Pour l’activiste, l’engagement d’un million de personnes (Hong Kong compte sept millions d’habitants) permettra au « Parlement fantôme » de gagner en légitimité. « Je pense qu’il y aura plus de 600 000 participants, car les citoyens vivant en dehors de Hong Kong pourront voter. » Le lanceur d’alerte ajoute que le système du « Parlement fantôme » sera sécurisé : « La base de données sera en dehors [de Hong Kong], nous allons recruter une équipe technique avec de bonnes connaissances en cybersécurité. Nous essaierons de ne pas enregistrer les informations personnelles des votants. »
Le vote en ligne permettra aux électeurs de voter plus prudemment que lors des primaires du mois de juillet, où ils se sont rendus aux urnes physiquement. « Plus il y aura de votants, plus ce sera sûr », renchérit M. Cheng.
« C’est le moment opportun pour des activistes de se rencontrer », poursuit Johnny Patterson, de Hong Kong Watch. Le « Parlement fantôme » contribuera à entretenir la mémoire de la démocratie hongkongaise. « Des événements comme le massacre de Tiananmen ne seront plus commémorés à Hong Kong », soutient le porte-parole de l’ONG.

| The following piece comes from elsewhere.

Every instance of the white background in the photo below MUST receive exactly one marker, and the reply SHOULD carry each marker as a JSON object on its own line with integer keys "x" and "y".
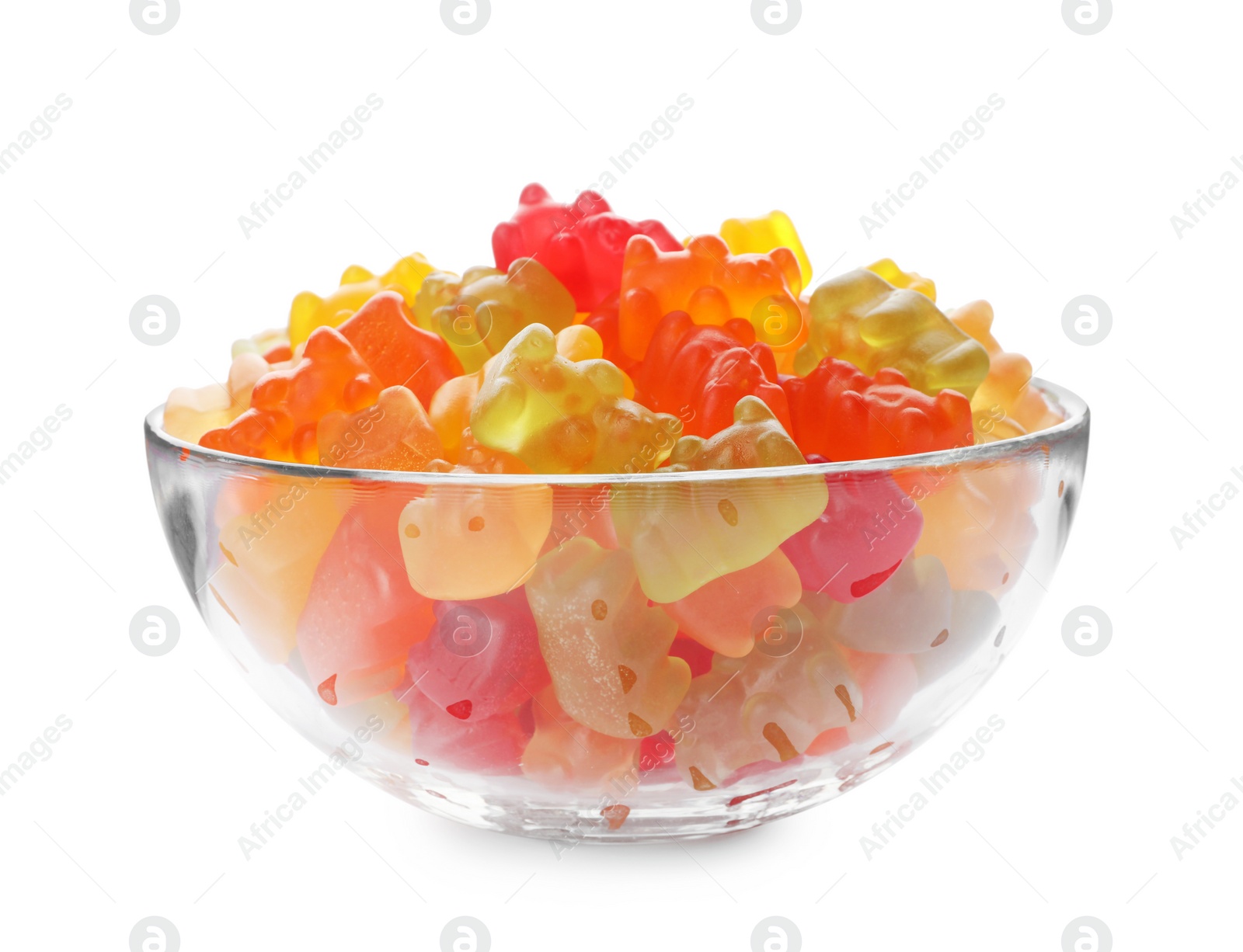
{"x": 1071, "y": 190}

Mais il aura aussi pour objectif de maintenir la question hongkongaise dans le débat politique des démocraties occidentales. « On compte sur les activistes pour influencer le débat sur le régime chinois dans leur pays d’accueil. Il y avait beaucoup d’ignorance à propos de la Chine au Royaume-Uni, les opposants ont contribué à changer cela. »
Pour expliquer son choix de demander l’asile à Londres plutôt qu’aux États-Unis, Nathan Law a jugé que l’Union européenne, contrairement aux États-Unis, maintenait l’illusion de la possibilité d’une collaboration avec Pékin. « J’espère que ma présence pourra sonner l’alarme pour rappeler aux gens à quel point le PCC [Parti communiste chinois – ndlr] est un danger pour nos valeurs démocratiques communes. Vos yeux ne doivent pas se poser uniquement sur les gains économiques – nous avons tant à perdre. » Pour lui, le combat se mène désormais à des milliers de kilomètres de chez lui, tout au bout de ce continent eurasiatique qui l’a vu naître.